As you can see: 1.The number of samples of my results is way too more compared to Figure 7.

  1. The distribution of classification score for a high IOU is quite different with yours, where dense areas are located in low classification scores while yours is opposite.
  2. There is a lot samples with zero IoU which I intuitively find right, but there is seldom zero IOU in Figure 7. Here is my question: Is there any wrong on the idea where I calculate the IOU between predictions and its corresponding GT bbox? And why the number of samples is much less than my results? Or are there any mistakes I made? I really appreciate your patience for reading my issues. Thanks a lot.
tianzhi0549 commented 2 years ago

Thank you for your questions.

for a specific prediction, the iou is calculated over all GT bboxes with the same class as this prediction and the maximum is chosen.

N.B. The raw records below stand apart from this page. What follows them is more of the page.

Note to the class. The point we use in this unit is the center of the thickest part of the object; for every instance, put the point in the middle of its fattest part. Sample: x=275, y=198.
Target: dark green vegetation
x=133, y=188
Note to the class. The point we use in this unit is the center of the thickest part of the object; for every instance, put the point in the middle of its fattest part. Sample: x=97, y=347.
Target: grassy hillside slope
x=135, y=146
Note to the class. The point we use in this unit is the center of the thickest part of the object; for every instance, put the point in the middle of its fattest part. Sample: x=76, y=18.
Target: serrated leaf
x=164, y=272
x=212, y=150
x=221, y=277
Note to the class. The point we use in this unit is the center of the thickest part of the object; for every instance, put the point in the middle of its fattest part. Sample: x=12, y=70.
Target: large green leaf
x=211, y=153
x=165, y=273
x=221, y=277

We did not match predicted boxes to the GT boxes with the highest IoU. Instead, we use the label assignment during training to match them, and only positive points on the feature maps are shown in the figures.

jacksonsc007 commented 2 years ago

Thank you for your reply. It helped me a lot.

jacksonsc007 commented 2 years ago

@tianzhi0549 Hi, please accept my heartfelt thanks to your instructions. I got the following results after modifications on the label assignment. Figure7_Ink As shown in the figure, the left part is the original classification score of model output that already through sigmoid function, while the right plot is the square root of original classification score. I did square root cuz the left one still bears some dissimilarity from yours, where most samples on regions with high IOU tends to have low classification score. This is a real pet peeve because, from my perspective, predictions with high IOU with gt boxes intuitively bear high classification score. so my question is:

  1. Did you use square root in Figure 7?
  2. If not, is my preconception that " predictions with high IOU with gt boxes tends to bear higher classification score" right? I am looking forward your reply if your are available. Thanks.